British tobacco companies are bracing themselves for a series of financially devastating court challenges after one of the world's most powerful tobacco giants was ordered to pay a record £6.5 billion by a court last week.
Lawyers have hailed the ruling against Philip Morris USA as the successful debut for a series of legal attacks across the world that could embroil British cigarette makers - already fighting to recover from a number of costly legal bans, fines and falling share prices - for years to come.
'The tobacco industry is well on its way to becoming a pariah industry in the UK,' said Amanda Sandford from the anti-smoking group, Ash. 'We've had the health argument and the economic argument but now we're having the moral argument about how the industry aggressively and deliberately sets out to hook children and deceive their customers.'
British tobacco companies are already attempting to find ways to combat the recent ban on advertising and the forthcoming European ban on describing cigarettes as mild, light or low- tar from September; a ban that will force one of the world's most famous cigarette brands, Marlboro Light, to change its name.
Under the same laws, UK companies Gallagher and Imperial will be compelled to increase the size of health warnings on their packets by more than 30 per cent. They also risk being forced to print graphic photographs of cancerous lungs and black teeth on packets, alongside blunt health warnings including 'Smoking is Suicide'.
But the industry is determined that its market position will emerge unscathed from the challenges: 'This industry has a great future,' insisted Dave Betteridge, spokesman for British American Tobacco, the largest tobacco company in the world after Philip Morris.
'All businesses make mistakes but governments are torn in their attitudes towards us; their departments of health would like to stop smoking but their treasuries couldn't do without us,' he added. 'All we're asking for is some time to show that we've changed.'
In the first group-action lawsuit ever won against a tobacco company and the first low-tar cigarette case to reach trial, Philip Morris was found guilty by the Illinois court of deliberately misleading smokers into believing that light cigarettes were safer than regular brands.
'These "lights" claims are particularly challenging for the whole tobacco industry,' said Martin Feldman, a tobacco analyst at Merrill Lynch, pointing out that nearly identical lawsuits have been filed in 11 American states. The lawsuits accuse each of the world's biggest tobacco companies of violating state consumer protection laws by failing to deliver on a promise of lower health risks with 'light' cigarettes.
Philip Morris immediately denounced the verdict and said it would appeal.
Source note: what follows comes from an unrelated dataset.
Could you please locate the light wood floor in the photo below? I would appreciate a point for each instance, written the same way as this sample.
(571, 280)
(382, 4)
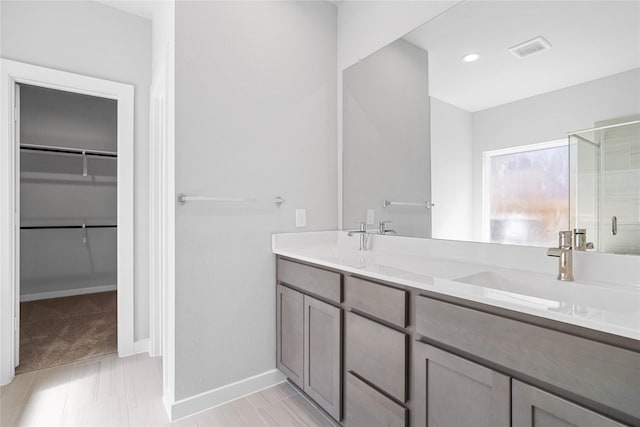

But to do so, it will have to post a £7.7 billion appeal bond at the court, which tobacco analysts insist it cannot afford.
'This verdict ignores the law, it ignores the facts and it defies common sense,' said William S. Ohlemeyer, vice president and associate general counsel at Philip Morris, who added that the company will contest the size of the bond. 'It is the kind of decision that causes people to laugh at what happens in courtrooms.'
Professor Stan Glantz, who led the campaign to banish smoking from California's bars, restaurants and public parks during the Nineties and whose investigations into smoking's dangers formed the background for the film, The Insider, starring Russell Crowe and Al Pacino, disagrees.
'There's no single magic bullet that will destroy the world's tobacco companies but we're making tremendous process,' said Glantz, who also helped US state attorneys win a total of £133bn in settlements with the tobacco lobby. 'The prospect of a world free of the tobacco industry is looking more likely than I would ever have thought possible a few years ago.'
The ruling came as the tobacco industry was still struggling to come to terms with the ruling earlier last week by the US Justice Department that companies could be forced to forfeit £185bn in profits derived from half a century of fraudulent and dangerous marketing practices.
In a condemnation that will affect tobacco companies across the world, the US Justice Department accused the industry of running what amounted to a criminal enterprise by manipulating nicotine levels, lying to their customers about the dangers of tobacco and targeting children in their multibillion-pound advertising campaigns.